# Wii Remote Problem



## ahsknight15 (Oct 9, 2007)

Hi,

I own a Wii and one of my controllers seems to be having a problem. The motion sensing works just fine - I can point and click however much I want to, but when playing any game that requires the remote to be swung (i.e. Mario Strikers (for hitting other players), Wii Sports, etc), it doesn't work. It doesn't register that I pull the remote back when I want to wind up for bowling, it doesn't register that I'm swinging/flicking it for baseball and tennis.

I've tried new batteries, I've tried re-syncing it, I've tried reconnecting it, but nothing fixes the problem. Can anyone suggest a fix? Thanks very much!


----------



## ahsknight15 (Oct 9, 2007)

Can anyone help?


----------



## Lunearetic (Oct 15, 2007)

Maybe you're swinging too hard?

I know I had a bit of difficulty playing Metroid Corruption when you had to push the remote towards the screen. I had to do it several times for it to register.

It could also be a hardware problem, with either your sensor or your Wii-mote. Have you tried using a friend's Wii controller on your console? (You mentionned "one of your controllers", so you have more than one? If so, do they all do the same?)


----------



## ahsknight15 (Oct 9, 2007)

It may be a problem with the wii sensor bar, but I don't know why it would be. I have 2 Wii remotes and the second one works fine. I'm not sure if its having trouble with registering the movement or not, I doubt it, but I'll try moving it more gently or whatever.


----------



## Lunearetic (Oct 15, 2007)

If it doesn't act like your other Wii remote, then it must be defected. Any chance to exchange or return? That's only if it's really bothering you. (If your other remote works fine, then I really doubt it would be the sensor bar too)

I remember playing Wii boxing against my friend and all the strong punches I was giving out weren't registering...and I lost. haha! (Either both our systems are normal or both defective, but I would put my money on normal. This kind of technology still has a lot of kinks to work through, imo.)


----------



## ebackhus (Apr 21, 2005)

Do you have any other BlueTooth devices nearby? Phones, laptops, etc.


----------



## ahsknight15 (Oct 9, 2007)

I actually got it working again!
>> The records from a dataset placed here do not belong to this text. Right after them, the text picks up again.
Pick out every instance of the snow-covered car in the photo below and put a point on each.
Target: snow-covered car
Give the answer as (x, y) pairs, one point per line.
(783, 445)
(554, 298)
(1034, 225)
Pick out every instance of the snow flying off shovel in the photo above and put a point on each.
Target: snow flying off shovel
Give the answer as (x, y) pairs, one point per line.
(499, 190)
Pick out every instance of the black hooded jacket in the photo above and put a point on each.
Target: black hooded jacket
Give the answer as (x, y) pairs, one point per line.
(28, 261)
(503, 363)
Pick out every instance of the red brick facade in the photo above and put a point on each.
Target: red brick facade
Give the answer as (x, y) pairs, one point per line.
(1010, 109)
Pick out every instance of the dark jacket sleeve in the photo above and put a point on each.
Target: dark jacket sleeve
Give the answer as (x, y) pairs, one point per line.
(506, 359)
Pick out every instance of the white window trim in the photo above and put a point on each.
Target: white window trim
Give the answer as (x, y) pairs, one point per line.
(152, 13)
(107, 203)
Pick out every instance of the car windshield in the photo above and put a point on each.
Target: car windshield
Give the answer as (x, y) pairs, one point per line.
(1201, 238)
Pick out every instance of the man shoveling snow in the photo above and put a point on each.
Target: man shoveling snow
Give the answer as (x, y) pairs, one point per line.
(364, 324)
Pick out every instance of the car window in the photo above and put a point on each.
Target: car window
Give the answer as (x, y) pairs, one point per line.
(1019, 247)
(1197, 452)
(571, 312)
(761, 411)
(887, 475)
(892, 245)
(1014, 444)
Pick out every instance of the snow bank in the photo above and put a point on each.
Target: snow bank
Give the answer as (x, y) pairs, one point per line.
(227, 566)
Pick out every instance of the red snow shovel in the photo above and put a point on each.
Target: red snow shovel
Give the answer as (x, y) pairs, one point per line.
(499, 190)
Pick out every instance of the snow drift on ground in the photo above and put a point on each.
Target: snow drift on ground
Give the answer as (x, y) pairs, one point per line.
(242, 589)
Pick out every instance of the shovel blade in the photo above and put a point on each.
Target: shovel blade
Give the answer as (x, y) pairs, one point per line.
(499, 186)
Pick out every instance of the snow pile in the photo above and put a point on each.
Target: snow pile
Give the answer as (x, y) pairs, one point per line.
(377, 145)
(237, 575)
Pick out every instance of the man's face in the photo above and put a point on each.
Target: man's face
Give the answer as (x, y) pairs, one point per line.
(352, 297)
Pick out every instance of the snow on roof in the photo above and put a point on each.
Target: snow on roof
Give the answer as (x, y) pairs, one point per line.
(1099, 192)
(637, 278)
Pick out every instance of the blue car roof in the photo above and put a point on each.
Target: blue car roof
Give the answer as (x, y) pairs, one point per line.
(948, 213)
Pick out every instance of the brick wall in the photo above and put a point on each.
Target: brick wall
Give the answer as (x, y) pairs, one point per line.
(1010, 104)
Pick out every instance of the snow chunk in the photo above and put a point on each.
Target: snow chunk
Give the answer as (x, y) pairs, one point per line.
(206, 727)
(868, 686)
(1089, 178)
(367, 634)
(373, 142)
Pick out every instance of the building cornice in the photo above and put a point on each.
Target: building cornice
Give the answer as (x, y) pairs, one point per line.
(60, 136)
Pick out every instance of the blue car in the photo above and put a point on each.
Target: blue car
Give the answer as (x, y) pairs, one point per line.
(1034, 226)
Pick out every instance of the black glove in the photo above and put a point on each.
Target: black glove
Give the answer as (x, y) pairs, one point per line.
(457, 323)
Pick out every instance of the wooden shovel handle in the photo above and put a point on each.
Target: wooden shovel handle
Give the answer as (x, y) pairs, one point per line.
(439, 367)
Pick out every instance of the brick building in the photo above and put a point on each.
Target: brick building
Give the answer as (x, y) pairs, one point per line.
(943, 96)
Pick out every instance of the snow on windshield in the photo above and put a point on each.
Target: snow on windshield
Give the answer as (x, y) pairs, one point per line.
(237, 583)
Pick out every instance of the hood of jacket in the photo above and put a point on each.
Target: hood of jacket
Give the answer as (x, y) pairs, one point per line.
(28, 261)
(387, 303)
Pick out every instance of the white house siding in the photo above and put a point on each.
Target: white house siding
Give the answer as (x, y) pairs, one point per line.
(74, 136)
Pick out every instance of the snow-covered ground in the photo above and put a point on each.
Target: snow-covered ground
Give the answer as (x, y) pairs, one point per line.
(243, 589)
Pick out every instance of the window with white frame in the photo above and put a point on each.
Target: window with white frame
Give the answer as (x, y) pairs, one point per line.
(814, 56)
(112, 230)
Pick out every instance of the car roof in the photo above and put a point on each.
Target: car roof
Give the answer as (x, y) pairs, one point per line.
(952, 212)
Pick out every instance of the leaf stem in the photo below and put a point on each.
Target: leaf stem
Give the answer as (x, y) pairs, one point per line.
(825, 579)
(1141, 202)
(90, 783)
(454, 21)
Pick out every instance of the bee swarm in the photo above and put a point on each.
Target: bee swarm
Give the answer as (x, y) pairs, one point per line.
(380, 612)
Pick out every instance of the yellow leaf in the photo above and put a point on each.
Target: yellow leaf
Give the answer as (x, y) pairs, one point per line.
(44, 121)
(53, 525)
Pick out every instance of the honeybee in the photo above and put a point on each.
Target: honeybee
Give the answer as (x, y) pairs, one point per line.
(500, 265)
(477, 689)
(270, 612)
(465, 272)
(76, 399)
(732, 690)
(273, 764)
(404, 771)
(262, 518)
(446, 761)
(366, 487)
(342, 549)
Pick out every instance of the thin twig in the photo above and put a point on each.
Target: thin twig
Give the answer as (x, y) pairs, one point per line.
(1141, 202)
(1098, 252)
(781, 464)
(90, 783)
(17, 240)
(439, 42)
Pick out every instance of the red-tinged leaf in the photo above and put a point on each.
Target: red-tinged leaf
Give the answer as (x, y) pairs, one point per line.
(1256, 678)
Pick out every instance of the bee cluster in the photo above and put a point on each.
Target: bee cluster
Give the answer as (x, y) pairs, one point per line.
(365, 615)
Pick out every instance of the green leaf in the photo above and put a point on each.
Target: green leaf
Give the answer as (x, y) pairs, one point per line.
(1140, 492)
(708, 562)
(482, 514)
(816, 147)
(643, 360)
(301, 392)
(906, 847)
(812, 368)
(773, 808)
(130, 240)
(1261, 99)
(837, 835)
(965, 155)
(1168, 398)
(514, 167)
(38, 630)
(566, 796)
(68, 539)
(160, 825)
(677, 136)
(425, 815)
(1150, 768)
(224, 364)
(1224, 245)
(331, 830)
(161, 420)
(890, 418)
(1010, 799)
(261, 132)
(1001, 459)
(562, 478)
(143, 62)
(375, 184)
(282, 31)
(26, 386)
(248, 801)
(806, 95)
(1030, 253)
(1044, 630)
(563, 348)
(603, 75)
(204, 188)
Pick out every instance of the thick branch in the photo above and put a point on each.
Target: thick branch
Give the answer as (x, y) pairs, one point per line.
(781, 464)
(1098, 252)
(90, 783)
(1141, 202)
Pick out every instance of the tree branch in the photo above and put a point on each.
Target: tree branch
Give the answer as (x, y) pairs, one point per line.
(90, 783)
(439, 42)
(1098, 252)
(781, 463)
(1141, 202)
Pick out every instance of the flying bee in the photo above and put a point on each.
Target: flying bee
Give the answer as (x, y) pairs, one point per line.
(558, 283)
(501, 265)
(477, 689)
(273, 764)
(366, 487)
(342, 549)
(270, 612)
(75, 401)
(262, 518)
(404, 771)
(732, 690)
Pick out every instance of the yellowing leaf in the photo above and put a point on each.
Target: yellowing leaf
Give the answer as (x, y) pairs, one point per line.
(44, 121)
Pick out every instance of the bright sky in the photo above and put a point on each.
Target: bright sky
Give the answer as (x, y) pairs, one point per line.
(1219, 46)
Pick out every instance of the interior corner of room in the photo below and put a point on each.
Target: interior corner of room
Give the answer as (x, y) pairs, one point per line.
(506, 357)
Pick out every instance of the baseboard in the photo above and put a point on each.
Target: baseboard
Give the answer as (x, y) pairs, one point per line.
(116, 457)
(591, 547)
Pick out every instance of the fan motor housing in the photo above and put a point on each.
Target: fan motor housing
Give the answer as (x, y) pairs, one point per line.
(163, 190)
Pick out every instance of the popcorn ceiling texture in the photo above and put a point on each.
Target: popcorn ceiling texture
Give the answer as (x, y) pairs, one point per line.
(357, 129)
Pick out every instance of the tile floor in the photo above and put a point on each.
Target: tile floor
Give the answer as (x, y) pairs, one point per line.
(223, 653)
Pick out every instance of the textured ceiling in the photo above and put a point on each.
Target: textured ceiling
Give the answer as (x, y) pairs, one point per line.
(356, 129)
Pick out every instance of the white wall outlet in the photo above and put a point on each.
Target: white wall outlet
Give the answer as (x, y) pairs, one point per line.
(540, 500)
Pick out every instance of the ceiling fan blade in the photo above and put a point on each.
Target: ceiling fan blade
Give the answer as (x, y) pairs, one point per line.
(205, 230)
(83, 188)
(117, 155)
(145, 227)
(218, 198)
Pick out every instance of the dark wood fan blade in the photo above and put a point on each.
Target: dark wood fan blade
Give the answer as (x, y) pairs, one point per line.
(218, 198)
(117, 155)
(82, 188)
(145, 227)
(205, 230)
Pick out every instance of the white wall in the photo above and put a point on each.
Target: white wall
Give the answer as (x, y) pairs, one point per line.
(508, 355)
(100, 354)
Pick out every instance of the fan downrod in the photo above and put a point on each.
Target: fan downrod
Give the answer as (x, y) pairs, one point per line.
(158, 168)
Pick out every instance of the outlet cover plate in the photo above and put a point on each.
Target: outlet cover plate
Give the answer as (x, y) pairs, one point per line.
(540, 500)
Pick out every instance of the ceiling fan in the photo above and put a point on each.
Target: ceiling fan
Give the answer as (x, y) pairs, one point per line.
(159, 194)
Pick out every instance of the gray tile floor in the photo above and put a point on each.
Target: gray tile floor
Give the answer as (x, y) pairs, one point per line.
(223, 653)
Someone (might have been on here, don't recall) suggested "spanking" the Wiimote and it fixed it! Thanks everyone for your help and consideration!


----------



## RTL1954 (Jan 24, 2008)

Last night my son was have a near identical problem with one of his remote controllers. He accidentally and lightly banged it against a small portable wooden table in our living room. Lo & behold; the problem disappeared!


----------



## satbond (Aug 11, 2009)

I had the same problem Tapping the wii mote worked for me.


----------